Cook County Board President Toni Preckwinkle
Cook County Board President Toni Preckwinkle
Cook County’s board president is threatening cuts “affecting some of the county’s most vulnerable citizens” if Illinois taxpayers don’t give the county more money.
Toni Preckwinkle told the Chicago Sun-Times Editorial Board the county is struggling to make payroll because the state owes it $66 million.
Cook County’s payroll includes 21,969 full-time employees earning a collective $1.528 billion.
A 5 percent across-the-board pay cut would bridge a $66 million budget gap. But Preckwinkle isn’t proposing any pay cuts for Cook County employees.
In 2014, 3,001 (14 percent) Cook County employees earned more than $90,000 in compensation, before accounting for taxpayer-funded pension contributions.
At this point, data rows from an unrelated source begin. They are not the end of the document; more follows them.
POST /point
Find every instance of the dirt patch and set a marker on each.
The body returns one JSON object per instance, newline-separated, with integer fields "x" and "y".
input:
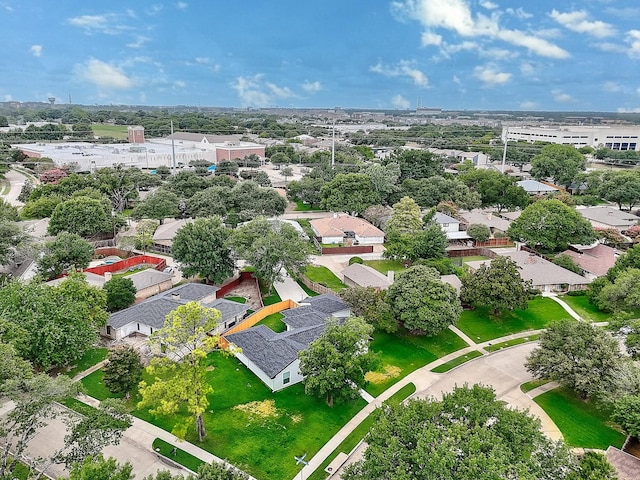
{"x": 390, "y": 371}
{"x": 264, "y": 409}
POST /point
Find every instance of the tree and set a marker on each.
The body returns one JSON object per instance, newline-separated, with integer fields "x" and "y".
{"x": 497, "y": 286}
{"x": 158, "y": 205}
{"x": 468, "y": 434}
{"x": 182, "y": 383}
{"x": 67, "y": 251}
{"x": 99, "y": 468}
{"x": 84, "y": 216}
{"x": 551, "y": 225}
{"x": 121, "y": 292}
{"x": 271, "y": 248}
{"x": 335, "y": 364}
{"x": 201, "y": 248}
{"x": 422, "y": 303}
{"x": 577, "y": 355}
{"x": 123, "y": 370}
{"x": 479, "y": 232}
{"x": 561, "y": 163}
{"x": 349, "y": 192}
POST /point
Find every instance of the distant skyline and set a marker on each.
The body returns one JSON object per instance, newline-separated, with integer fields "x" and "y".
{"x": 379, "y": 54}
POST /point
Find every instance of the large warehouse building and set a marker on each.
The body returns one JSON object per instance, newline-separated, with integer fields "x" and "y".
{"x": 612, "y": 137}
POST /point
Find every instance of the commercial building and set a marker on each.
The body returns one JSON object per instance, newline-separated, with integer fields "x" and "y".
{"x": 614, "y": 137}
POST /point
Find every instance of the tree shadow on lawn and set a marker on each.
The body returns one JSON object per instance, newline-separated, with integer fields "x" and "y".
{"x": 401, "y": 353}
{"x": 481, "y": 326}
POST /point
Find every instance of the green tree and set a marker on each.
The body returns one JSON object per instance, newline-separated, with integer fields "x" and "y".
{"x": 561, "y": 163}
{"x": 468, "y": 434}
{"x": 81, "y": 215}
{"x": 577, "y": 355}
{"x": 551, "y": 225}
{"x": 186, "y": 336}
{"x": 121, "y": 293}
{"x": 67, "y": 251}
{"x": 335, "y": 364}
{"x": 158, "y": 205}
{"x": 201, "y": 248}
{"x": 422, "y": 303}
{"x": 349, "y": 192}
{"x": 497, "y": 286}
{"x": 123, "y": 370}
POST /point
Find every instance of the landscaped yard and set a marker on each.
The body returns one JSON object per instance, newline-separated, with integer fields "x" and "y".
{"x": 585, "y": 309}
{"x": 582, "y": 424}
{"x": 481, "y": 326}
{"x": 322, "y": 275}
{"x": 401, "y": 353}
{"x": 262, "y": 436}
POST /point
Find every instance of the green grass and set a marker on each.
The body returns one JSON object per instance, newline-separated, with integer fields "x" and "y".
{"x": 89, "y": 359}
{"x": 263, "y": 447}
{"x": 510, "y": 343}
{"x": 360, "y": 431}
{"x": 481, "y": 326}
{"x": 236, "y": 299}
{"x": 585, "y": 309}
{"x": 383, "y": 266}
{"x": 118, "y": 132}
{"x": 274, "y": 322}
{"x": 406, "y": 353}
{"x": 183, "y": 458}
{"x": 582, "y": 424}
{"x": 532, "y": 385}
{"x": 445, "y": 367}
{"x": 322, "y": 275}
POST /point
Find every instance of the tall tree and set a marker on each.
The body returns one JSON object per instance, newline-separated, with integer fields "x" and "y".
{"x": 497, "y": 286}
{"x": 551, "y": 225}
{"x": 201, "y": 248}
{"x": 185, "y": 335}
{"x": 422, "y": 303}
{"x": 578, "y": 355}
{"x": 335, "y": 364}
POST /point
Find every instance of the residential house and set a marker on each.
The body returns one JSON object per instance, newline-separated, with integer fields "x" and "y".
{"x": 341, "y": 228}
{"x": 358, "y": 275}
{"x": 273, "y": 357}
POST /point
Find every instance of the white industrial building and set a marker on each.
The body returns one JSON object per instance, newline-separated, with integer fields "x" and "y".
{"x": 614, "y": 137}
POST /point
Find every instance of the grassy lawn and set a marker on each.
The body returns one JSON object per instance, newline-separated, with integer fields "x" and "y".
{"x": 324, "y": 276}
{"x": 445, "y": 367}
{"x": 481, "y": 326}
{"x": 401, "y": 353}
{"x": 263, "y": 446}
{"x": 89, "y": 359}
{"x": 183, "y": 458}
{"x": 383, "y": 266}
{"x": 585, "y": 309}
{"x": 274, "y": 322}
{"x": 118, "y": 132}
{"x": 359, "y": 432}
{"x": 582, "y": 424}
{"x": 510, "y": 343}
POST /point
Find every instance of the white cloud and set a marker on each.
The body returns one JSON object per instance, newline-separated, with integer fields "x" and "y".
{"x": 400, "y": 102}
{"x": 576, "y": 21}
{"x": 490, "y": 76}
{"x": 312, "y": 87}
{"x": 103, "y": 75}
{"x": 456, "y": 16}
{"x": 404, "y": 68}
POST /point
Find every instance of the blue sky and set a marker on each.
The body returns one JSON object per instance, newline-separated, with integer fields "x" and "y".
{"x": 581, "y": 55}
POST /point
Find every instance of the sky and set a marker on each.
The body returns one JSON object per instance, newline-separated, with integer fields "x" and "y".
{"x": 569, "y": 55}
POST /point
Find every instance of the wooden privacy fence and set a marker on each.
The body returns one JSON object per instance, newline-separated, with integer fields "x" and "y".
{"x": 254, "y": 318}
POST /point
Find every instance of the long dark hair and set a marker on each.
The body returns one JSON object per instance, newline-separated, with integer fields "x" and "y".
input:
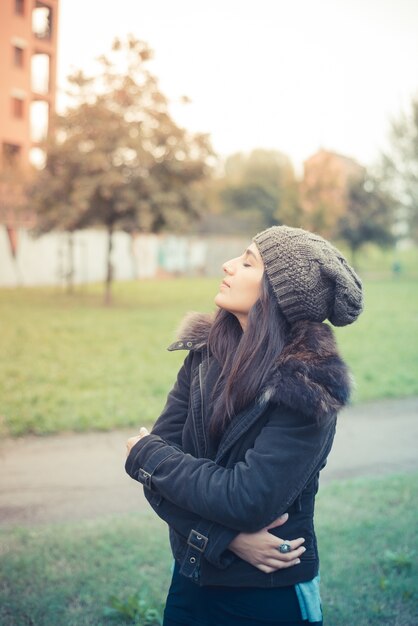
{"x": 246, "y": 357}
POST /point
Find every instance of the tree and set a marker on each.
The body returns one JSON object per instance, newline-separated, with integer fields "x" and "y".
{"x": 116, "y": 158}
{"x": 399, "y": 169}
{"x": 258, "y": 190}
{"x": 325, "y": 190}
{"x": 368, "y": 215}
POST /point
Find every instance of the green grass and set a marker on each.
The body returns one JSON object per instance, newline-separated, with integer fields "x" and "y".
{"x": 68, "y": 363}
{"x": 65, "y": 574}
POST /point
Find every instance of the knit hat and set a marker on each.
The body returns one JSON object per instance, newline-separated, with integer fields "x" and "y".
{"x": 310, "y": 278}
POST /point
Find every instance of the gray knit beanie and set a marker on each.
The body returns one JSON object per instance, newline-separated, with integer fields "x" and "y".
{"x": 310, "y": 278}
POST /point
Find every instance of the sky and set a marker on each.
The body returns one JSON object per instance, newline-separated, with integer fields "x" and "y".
{"x": 289, "y": 75}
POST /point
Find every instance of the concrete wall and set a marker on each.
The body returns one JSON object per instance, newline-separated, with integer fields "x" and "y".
{"x": 44, "y": 260}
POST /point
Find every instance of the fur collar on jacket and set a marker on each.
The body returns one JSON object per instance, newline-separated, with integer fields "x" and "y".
{"x": 309, "y": 376}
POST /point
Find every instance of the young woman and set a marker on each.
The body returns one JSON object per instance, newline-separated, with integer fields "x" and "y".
{"x": 232, "y": 463}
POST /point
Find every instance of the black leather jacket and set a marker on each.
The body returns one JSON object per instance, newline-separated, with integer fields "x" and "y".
{"x": 267, "y": 463}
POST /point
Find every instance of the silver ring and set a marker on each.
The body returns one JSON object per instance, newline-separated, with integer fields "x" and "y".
{"x": 285, "y": 548}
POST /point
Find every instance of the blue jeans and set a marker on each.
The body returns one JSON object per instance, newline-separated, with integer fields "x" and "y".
{"x": 191, "y": 605}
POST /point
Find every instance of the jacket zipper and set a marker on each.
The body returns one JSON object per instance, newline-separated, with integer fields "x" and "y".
{"x": 202, "y": 409}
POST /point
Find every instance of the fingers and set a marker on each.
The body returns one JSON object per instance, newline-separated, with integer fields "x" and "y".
{"x": 279, "y": 521}
{"x": 274, "y": 566}
{"x": 281, "y": 561}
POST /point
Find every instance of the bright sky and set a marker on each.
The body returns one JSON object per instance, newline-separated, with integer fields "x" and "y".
{"x": 292, "y": 75}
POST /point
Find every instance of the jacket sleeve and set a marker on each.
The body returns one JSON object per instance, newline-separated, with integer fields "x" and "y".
{"x": 170, "y": 423}
{"x": 169, "y": 426}
{"x": 217, "y": 537}
{"x": 255, "y": 491}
Another 12,662 (58 percent) Cook County employees earned more than $60,000; and 21,914 of Cook County employees -- or 98 percent -- earned more than Cook County’s median income of $30,048.
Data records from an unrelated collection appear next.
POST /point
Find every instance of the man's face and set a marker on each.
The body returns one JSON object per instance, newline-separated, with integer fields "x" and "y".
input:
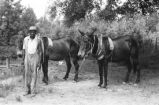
{"x": 32, "y": 34}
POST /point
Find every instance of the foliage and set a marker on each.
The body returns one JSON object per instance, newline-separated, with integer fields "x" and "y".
{"x": 14, "y": 18}
{"x": 73, "y": 10}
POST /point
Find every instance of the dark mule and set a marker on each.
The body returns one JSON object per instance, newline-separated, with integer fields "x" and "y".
{"x": 62, "y": 49}
{"x": 125, "y": 50}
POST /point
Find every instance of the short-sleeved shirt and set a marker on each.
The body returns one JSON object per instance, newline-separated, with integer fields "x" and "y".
{"x": 111, "y": 43}
{"x": 30, "y": 45}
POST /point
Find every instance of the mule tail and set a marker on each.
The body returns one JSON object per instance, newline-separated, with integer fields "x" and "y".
{"x": 134, "y": 53}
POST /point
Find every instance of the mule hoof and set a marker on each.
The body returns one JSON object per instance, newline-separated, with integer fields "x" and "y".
{"x": 76, "y": 80}
{"x": 104, "y": 87}
{"x": 27, "y": 93}
{"x": 100, "y": 85}
{"x": 65, "y": 78}
{"x": 124, "y": 83}
{"x": 135, "y": 84}
{"x": 45, "y": 81}
{"x": 137, "y": 81}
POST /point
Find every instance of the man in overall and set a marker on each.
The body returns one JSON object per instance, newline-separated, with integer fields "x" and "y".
{"x": 32, "y": 47}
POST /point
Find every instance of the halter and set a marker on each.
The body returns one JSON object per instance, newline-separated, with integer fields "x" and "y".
{"x": 99, "y": 52}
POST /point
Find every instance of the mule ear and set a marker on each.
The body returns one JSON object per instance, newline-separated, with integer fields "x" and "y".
{"x": 82, "y": 33}
{"x": 94, "y": 29}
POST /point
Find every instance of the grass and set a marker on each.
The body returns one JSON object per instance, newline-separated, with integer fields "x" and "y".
{"x": 5, "y": 89}
{"x": 18, "y": 99}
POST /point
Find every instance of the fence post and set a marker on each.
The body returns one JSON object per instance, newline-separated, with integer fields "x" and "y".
{"x": 7, "y": 62}
{"x": 156, "y": 44}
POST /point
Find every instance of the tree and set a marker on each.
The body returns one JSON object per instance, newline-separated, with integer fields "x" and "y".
{"x": 10, "y": 16}
{"x": 73, "y": 10}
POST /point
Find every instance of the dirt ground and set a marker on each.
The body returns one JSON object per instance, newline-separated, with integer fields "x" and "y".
{"x": 86, "y": 91}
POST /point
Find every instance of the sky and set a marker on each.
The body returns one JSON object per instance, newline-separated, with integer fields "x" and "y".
{"x": 39, "y": 6}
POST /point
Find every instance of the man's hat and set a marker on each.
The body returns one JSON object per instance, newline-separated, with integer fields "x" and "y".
{"x": 33, "y": 28}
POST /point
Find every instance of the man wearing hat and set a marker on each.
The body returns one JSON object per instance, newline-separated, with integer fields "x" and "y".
{"x": 32, "y": 46}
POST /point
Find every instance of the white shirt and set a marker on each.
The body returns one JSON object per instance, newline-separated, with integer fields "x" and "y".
{"x": 30, "y": 45}
{"x": 111, "y": 44}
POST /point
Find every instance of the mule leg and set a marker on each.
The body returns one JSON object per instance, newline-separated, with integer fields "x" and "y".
{"x": 137, "y": 69}
{"x": 45, "y": 71}
{"x": 100, "y": 66}
{"x": 34, "y": 79}
{"x": 105, "y": 69}
{"x": 68, "y": 63}
{"x": 129, "y": 66}
{"x": 75, "y": 62}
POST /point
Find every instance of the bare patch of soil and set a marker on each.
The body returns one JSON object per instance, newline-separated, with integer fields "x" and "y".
{"x": 86, "y": 91}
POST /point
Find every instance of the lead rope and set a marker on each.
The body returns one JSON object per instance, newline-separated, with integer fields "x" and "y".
{"x": 82, "y": 63}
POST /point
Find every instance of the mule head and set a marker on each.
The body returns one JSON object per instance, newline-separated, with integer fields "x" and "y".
{"x": 19, "y": 46}
{"x": 86, "y": 44}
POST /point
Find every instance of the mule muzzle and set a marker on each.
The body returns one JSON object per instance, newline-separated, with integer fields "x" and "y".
{"x": 81, "y": 54}
{"x": 19, "y": 53}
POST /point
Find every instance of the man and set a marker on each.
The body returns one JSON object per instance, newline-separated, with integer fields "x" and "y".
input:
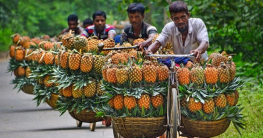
{"x": 188, "y": 35}
{"x": 87, "y": 22}
{"x": 138, "y": 28}
{"x": 99, "y": 27}
{"x": 73, "y": 25}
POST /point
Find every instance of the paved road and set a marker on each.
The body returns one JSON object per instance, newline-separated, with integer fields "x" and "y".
{"x": 20, "y": 118}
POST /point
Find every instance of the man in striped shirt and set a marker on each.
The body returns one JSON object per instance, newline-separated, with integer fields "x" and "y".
{"x": 99, "y": 27}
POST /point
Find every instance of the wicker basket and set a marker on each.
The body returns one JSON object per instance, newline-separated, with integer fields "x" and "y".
{"x": 53, "y": 100}
{"x": 130, "y": 127}
{"x": 84, "y": 116}
{"x": 28, "y": 88}
{"x": 205, "y": 128}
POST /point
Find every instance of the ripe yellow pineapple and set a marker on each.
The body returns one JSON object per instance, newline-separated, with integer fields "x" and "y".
{"x": 183, "y": 75}
{"x": 98, "y": 63}
{"x": 230, "y": 98}
{"x": 90, "y": 89}
{"x": 86, "y": 62}
{"x": 223, "y": 73}
{"x": 74, "y": 61}
{"x": 135, "y": 73}
{"x": 157, "y": 100}
{"x": 197, "y": 75}
{"x": 19, "y": 54}
{"x": 80, "y": 43}
{"x": 68, "y": 40}
{"x": 108, "y": 43}
{"x": 211, "y": 74}
{"x": 149, "y": 72}
{"x": 220, "y": 101}
{"x": 118, "y": 102}
{"x": 130, "y": 102}
{"x": 47, "y": 81}
{"x": 208, "y": 106}
{"x": 67, "y": 92}
{"x": 49, "y": 58}
{"x": 111, "y": 74}
{"x": 144, "y": 101}
{"x": 122, "y": 74}
{"x": 162, "y": 72}
{"x": 93, "y": 44}
{"x": 64, "y": 59}
{"x": 99, "y": 89}
{"x": 194, "y": 106}
{"x": 76, "y": 92}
The average Cook County employee earned $78,875 in 2014-- $69,937 in compensation and $8,938 in taxpayer-funded pension contribution. But that pension contribution still isn’t nearly enough.
Cook County’s employee pension was $6.25 billion in debt as of Dec. 31, 2014, or $3,165 per Cook County household. That’s a jump of 270 percent over 10 years; the debt was $2.305 billion on Dec. 31, 2005.